After receiving international criticism over the fact that pigs were not capable of spreading swine flu to humans, government officials changed their tune, reclassifying the slaughter as a measure for public health in Egypt.

Initially, reactions turned violent, and more than a dozen zabaleen were injured or arrested after clashing with Egyptian riot police. Stones and glass were thrown, and the Egyptian government responded with tear gas to quell the demonstrations.

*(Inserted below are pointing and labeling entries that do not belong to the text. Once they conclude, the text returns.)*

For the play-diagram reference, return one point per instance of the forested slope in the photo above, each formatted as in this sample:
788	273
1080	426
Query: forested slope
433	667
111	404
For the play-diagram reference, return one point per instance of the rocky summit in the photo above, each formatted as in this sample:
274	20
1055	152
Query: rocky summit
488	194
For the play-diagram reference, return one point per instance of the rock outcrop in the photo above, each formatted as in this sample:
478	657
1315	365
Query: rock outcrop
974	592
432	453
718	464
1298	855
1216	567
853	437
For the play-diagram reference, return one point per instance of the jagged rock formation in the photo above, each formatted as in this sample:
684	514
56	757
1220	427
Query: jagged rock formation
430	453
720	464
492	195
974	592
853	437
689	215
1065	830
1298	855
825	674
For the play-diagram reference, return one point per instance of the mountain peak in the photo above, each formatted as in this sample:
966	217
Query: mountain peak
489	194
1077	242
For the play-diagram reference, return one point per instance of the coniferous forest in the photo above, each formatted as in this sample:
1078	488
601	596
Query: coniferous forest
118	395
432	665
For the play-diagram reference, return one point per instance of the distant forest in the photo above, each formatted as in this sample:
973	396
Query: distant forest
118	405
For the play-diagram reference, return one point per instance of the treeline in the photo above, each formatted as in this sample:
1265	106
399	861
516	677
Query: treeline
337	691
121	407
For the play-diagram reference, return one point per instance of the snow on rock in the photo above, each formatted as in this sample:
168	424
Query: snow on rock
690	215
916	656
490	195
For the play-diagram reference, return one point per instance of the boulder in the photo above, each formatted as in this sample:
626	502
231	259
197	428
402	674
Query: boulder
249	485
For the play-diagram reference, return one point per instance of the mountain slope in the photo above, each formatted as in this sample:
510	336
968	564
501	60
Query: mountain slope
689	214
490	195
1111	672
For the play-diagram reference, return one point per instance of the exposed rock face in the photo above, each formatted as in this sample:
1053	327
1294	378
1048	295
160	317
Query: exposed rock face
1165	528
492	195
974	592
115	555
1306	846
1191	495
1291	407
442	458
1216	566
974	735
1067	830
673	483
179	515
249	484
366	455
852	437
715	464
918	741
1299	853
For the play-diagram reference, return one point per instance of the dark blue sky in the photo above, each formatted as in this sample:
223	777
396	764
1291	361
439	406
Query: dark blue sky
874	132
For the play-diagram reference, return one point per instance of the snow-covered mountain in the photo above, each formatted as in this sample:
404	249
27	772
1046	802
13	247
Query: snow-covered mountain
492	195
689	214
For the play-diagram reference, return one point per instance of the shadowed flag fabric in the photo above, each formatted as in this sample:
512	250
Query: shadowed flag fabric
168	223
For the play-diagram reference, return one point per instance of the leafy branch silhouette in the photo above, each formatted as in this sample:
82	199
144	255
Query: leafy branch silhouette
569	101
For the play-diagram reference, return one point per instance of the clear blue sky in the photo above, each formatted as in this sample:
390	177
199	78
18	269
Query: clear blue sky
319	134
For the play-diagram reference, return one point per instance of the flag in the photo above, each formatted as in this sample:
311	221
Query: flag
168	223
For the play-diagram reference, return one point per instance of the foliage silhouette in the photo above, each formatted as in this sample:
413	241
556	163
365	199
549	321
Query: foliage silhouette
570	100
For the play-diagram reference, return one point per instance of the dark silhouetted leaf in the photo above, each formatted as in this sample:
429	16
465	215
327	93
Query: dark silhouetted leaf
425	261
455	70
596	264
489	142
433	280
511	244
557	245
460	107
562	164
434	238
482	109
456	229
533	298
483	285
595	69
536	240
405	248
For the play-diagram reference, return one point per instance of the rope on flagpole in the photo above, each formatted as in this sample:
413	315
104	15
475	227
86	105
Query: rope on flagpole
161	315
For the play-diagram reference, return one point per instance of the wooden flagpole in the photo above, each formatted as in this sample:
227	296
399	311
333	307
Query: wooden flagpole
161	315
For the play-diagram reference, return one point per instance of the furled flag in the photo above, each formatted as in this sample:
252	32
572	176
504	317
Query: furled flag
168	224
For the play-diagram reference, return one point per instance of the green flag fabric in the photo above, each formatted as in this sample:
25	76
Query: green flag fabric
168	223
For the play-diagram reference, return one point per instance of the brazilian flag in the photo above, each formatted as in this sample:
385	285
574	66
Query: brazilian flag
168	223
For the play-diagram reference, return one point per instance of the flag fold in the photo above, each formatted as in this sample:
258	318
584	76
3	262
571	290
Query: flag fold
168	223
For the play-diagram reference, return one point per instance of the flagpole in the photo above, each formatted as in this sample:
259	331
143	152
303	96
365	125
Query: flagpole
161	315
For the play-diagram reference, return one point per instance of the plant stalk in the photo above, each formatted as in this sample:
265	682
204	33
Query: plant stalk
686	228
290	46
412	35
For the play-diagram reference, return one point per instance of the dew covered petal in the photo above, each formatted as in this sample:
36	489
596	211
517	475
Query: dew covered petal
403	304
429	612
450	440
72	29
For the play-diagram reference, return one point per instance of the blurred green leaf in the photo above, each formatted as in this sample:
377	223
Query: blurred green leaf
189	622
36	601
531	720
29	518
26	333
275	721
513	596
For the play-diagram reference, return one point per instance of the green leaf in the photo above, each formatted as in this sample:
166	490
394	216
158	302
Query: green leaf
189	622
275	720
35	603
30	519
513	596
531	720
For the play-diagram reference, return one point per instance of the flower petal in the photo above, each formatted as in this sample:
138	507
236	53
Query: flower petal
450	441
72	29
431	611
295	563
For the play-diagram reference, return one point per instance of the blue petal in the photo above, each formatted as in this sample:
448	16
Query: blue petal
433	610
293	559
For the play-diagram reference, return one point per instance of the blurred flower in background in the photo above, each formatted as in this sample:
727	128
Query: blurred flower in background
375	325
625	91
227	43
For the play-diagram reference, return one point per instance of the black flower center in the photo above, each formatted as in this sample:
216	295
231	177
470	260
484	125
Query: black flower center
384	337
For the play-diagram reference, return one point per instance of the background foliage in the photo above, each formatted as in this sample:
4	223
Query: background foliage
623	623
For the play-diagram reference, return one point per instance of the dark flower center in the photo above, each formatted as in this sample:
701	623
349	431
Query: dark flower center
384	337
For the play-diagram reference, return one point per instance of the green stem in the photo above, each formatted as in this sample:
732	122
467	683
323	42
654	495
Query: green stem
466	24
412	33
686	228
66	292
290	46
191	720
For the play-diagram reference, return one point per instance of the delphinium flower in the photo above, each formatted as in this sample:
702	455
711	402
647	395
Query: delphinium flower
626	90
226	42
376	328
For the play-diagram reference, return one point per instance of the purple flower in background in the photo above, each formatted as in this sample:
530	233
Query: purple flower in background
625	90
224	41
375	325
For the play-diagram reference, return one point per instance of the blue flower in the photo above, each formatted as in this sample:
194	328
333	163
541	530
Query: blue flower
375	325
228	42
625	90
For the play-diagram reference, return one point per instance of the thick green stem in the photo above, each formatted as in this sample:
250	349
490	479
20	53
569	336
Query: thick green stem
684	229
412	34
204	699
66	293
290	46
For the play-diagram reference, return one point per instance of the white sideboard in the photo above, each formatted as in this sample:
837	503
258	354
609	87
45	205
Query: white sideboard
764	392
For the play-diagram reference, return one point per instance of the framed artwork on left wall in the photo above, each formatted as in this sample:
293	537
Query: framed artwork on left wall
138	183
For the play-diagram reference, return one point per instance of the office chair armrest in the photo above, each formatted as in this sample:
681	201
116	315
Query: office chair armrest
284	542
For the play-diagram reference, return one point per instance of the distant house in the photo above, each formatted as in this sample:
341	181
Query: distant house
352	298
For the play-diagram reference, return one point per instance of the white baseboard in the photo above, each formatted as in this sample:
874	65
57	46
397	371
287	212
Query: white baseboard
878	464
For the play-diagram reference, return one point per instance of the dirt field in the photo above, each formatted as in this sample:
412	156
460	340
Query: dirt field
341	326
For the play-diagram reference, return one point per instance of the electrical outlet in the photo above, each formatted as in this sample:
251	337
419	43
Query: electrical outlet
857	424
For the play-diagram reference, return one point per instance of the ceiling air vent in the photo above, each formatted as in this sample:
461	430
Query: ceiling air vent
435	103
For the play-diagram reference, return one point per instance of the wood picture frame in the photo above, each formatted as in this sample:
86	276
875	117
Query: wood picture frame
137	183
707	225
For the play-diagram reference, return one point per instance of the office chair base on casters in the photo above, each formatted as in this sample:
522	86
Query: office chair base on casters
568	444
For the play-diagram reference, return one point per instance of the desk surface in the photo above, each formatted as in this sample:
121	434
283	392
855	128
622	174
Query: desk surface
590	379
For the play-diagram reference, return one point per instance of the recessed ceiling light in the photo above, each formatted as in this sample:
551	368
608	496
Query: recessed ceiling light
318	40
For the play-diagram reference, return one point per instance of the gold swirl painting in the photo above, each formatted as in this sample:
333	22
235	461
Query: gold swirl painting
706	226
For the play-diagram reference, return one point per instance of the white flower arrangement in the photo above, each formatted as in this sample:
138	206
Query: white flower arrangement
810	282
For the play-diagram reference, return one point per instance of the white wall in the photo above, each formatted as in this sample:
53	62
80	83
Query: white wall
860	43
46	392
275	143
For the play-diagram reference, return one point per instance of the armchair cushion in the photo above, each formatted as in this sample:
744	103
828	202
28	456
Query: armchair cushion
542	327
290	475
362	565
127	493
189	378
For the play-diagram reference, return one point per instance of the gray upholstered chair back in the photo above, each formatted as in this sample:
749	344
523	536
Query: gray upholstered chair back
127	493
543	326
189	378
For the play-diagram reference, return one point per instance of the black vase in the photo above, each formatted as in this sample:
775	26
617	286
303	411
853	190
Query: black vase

Youssef Sidhom, editor-in-chief of the al-Wattani Coptic newspaper, believes that many Christians don’t feel equal citizenship rights with Muslims in Egypt.

“It is a bitter fact that sectarian violence erupts from time to time in Egypt,” said Sidhom. And Christians are the victims in most sectarian strife.”

Egypt’s Coptic Christians represent roughly 10 percent of the country’s 80 million residents. Relations between the Copts and Egypt’s Sunni Muslims are generally calm, but sporadic incidents of violence have occurred, mostly over conversion, marital and land issues, and the bureaucratic hurdles involved in the construction of new churches.

In Egypt’s Qena province, where yesterday’s attacks occurred, clashes broke out last November when news emerged that a Christian was being held on suspicion of assaulting a Muslim woman. Muslims burned and looted several Christian storefronts in the area.

Wael Aboulmagd, Deputy Assistant Minister for Human Rights at Egypt’s Foreign Affairs Ministry, says that “the word strife is pretty strong” when it comes to relations between Christians in Muslims in Egypt. Though he admits that there will always be individual problems on a small scale, Aboulmagd says society, not the government, is to blame for any tensions between faiths.

“The vast majority of Egyptians enjoy their ability to believe in what they want and worship in the manner they wish,” said Aboulmagd. “In fact, I think the government deserves some credit for making this a national holiday.”

President Mubarak declared Christmas a national holiday in early 2003. The move drew much praise from Egypt’s Coptic leaders at the time.

Violence yesterday in Upper Egypt has left the zabaleen frustrated, feeling that sectarian clashes may never cease. But most acknowledge that outbreaks are too limited in scope to lose faith. Mebkhet Boutros, a plastics recycler, said that over 50 of his Muslim friends called to wish him a merry Christmas.

For Abdel Meseeh Fayez, the economic realities on the ground are much more important.

Like many Copts in Egypt, Fayez used to eat ham, a relatively cheap source of protein that was sold by several butchers throughout Cairo. But with no reserves left since the slaughter, most of the pork has all but dried up.

“Our holiday feast will definitely be smaller,” said Fayez. “Everything about this Christmas will be different than last year.”